Ejercicios para fortalecer la movilidad y el equilibrio
Mantener una vida activa es beneficioso para la salud. Subir y bajar pequeños tramos de escaleras diariamente, siempre que no haya patologías que lo impidan, tiene numerosos beneficios para las personas mayores. Esta actividad está recomendada solo para personas con demencia que, según valoración médica y funcional, puedan realizarla de forma segura. Se excluyen las personas con debilidad muscular, problemas de equilibrio, alteraciones severas de la marcha, o alteraciones perceptuales o sensoriales que les impidan realizar esta actividad aun con ayuda. Siempre que sea posible, se recomienda realizar estos ejercicios diariamente en dos ocasiones.

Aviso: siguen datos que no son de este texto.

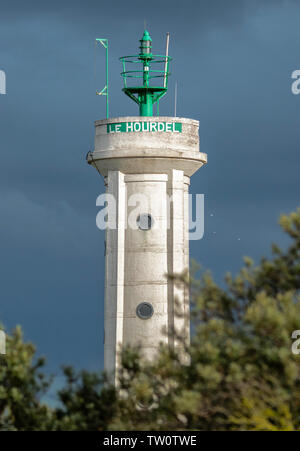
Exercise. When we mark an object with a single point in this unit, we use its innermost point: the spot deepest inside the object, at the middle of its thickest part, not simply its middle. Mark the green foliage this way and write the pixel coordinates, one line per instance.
(22, 385)
(238, 373)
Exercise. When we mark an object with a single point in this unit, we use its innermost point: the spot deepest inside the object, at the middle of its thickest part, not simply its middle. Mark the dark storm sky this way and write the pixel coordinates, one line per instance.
(233, 62)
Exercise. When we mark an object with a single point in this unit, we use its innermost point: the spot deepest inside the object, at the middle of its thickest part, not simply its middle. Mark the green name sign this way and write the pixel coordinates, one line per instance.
(136, 127)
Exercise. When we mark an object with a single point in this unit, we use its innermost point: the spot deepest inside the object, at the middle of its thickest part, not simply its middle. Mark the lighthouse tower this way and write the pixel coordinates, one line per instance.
(146, 162)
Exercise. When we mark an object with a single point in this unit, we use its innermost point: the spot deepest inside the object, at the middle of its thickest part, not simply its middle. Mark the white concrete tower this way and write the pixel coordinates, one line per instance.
(146, 163)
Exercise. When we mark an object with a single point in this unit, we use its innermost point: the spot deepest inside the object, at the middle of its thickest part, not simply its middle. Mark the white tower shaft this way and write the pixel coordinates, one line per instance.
(147, 175)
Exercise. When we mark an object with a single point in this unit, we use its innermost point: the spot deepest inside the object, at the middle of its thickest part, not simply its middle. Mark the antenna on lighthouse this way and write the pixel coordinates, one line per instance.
(167, 54)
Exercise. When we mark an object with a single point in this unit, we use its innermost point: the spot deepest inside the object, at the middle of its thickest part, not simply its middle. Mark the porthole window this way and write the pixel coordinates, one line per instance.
(145, 221)
(144, 310)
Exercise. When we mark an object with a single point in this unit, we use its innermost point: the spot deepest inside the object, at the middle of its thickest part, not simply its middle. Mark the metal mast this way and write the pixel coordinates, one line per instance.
(146, 95)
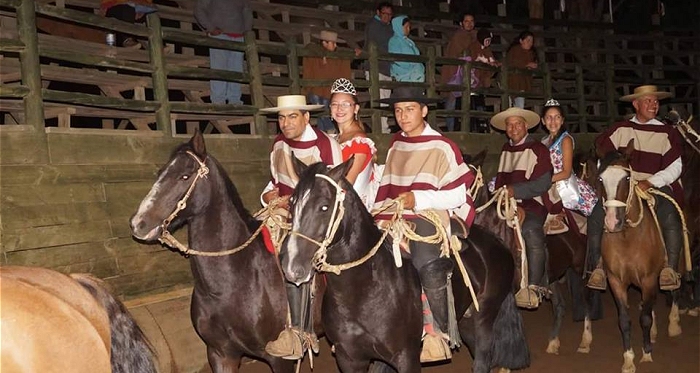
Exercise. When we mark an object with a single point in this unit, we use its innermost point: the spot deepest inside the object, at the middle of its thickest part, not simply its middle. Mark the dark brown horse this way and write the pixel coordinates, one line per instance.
(632, 250)
(565, 264)
(52, 322)
(239, 301)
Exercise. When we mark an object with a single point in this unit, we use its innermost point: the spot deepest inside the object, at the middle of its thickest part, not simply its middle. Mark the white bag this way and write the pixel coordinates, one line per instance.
(569, 192)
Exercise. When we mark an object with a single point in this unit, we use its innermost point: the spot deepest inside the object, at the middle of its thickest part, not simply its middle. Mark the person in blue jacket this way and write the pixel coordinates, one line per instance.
(400, 43)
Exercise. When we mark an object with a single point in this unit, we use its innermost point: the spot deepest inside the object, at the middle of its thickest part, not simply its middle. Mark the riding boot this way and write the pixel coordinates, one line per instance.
(536, 252)
(295, 338)
(597, 279)
(670, 279)
(434, 280)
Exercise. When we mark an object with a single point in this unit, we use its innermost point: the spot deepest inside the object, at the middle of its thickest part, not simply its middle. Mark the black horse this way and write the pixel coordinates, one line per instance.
(373, 310)
(239, 301)
(566, 261)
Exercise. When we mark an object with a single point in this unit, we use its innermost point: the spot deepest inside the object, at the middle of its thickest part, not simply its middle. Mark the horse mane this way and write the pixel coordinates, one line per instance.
(231, 190)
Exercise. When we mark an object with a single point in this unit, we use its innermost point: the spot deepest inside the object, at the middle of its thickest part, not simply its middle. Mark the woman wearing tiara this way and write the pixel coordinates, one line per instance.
(567, 191)
(353, 140)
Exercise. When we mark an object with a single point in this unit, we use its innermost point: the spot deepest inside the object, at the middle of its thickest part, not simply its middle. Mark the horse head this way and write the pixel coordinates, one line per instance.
(317, 207)
(615, 186)
(171, 199)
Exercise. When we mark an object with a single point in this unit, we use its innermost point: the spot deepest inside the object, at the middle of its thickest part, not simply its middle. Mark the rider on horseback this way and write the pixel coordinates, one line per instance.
(427, 171)
(656, 162)
(309, 145)
(526, 172)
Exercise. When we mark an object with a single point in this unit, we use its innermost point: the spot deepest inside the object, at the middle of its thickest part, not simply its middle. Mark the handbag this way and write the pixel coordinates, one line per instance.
(569, 192)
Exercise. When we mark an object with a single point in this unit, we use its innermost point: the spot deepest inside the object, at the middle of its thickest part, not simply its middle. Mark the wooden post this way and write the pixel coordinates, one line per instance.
(430, 79)
(160, 75)
(374, 89)
(31, 67)
(581, 99)
(466, 96)
(255, 84)
(293, 65)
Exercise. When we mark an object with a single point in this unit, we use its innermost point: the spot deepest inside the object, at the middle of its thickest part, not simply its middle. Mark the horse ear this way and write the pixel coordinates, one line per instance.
(299, 166)
(339, 171)
(197, 143)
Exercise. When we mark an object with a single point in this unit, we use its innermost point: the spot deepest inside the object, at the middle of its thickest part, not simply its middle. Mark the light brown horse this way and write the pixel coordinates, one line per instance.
(51, 322)
(632, 250)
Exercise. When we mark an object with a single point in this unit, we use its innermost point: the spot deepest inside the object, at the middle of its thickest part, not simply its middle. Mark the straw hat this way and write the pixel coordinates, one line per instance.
(646, 90)
(327, 35)
(291, 102)
(408, 94)
(499, 120)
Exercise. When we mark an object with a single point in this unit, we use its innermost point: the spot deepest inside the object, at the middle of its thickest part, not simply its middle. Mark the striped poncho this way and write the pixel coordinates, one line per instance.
(522, 163)
(431, 166)
(314, 146)
(657, 149)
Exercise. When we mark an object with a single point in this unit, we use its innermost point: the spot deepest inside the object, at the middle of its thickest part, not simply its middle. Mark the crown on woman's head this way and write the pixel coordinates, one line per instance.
(343, 85)
(551, 102)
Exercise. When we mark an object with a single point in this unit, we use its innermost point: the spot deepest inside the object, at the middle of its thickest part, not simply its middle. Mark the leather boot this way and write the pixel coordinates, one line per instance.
(290, 344)
(434, 280)
(669, 279)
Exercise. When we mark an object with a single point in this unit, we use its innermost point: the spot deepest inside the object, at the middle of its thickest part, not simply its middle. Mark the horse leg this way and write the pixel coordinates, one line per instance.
(559, 309)
(674, 326)
(649, 292)
(619, 291)
(223, 363)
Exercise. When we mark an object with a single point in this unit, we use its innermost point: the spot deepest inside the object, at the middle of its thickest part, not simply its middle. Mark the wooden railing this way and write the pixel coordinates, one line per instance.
(587, 74)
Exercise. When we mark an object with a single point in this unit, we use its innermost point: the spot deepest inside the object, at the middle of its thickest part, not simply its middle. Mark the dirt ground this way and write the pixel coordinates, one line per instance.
(671, 355)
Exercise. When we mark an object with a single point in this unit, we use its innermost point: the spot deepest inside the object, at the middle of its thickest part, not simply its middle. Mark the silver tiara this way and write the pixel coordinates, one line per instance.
(343, 85)
(552, 102)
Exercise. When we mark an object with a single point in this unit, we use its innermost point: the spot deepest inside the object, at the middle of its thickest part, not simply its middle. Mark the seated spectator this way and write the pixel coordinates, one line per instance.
(326, 66)
(521, 55)
(402, 44)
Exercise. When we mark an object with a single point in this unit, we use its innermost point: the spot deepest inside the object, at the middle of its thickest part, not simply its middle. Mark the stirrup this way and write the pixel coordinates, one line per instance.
(597, 280)
(669, 279)
(435, 348)
(527, 298)
(288, 345)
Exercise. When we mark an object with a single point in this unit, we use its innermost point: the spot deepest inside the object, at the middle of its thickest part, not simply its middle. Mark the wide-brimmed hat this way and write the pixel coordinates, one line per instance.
(409, 94)
(328, 35)
(291, 102)
(499, 120)
(646, 90)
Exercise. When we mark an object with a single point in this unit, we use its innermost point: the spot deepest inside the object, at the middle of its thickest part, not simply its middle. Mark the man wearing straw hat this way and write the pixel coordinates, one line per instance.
(525, 171)
(656, 162)
(309, 145)
(428, 172)
(324, 64)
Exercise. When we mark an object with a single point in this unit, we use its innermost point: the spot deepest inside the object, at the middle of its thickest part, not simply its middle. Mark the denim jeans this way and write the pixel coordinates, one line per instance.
(222, 59)
(324, 123)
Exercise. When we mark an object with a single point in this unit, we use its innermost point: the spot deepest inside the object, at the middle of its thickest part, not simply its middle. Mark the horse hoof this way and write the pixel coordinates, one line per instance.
(553, 346)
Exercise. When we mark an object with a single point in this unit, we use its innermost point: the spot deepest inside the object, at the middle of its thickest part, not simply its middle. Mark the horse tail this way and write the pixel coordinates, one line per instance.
(131, 351)
(509, 347)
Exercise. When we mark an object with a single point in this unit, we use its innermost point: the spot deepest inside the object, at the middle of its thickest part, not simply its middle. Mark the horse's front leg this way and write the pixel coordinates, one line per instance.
(559, 308)
(221, 363)
(619, 291)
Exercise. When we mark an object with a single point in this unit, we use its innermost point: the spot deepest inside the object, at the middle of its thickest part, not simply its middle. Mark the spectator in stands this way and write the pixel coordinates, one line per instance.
(324, 65)
(521, 54)
(378, 31)
(457, 47)
(225, 20)
(400, 43)
(131, 11)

- Ejercicios de equilibrio dinámico y estático: Trabajan la capacidad del cuerpo para mantener el centro de gravedad sobre la base de apoyo.
- Ejercicios de fortalecimiento de miembros inferiores: Subir escaleras exige que los cuádriceps, los glúteos y los músculos de la pantorrilla trabajen contra la gravedad.
- Ejercicios de coordinación y marcha: Caminar de formas variadas enseña al cuerpo a adaptarse a situaciones impredecibles, exactamente como las que se presentan al subir escaleras con fatiga o cambios de luz.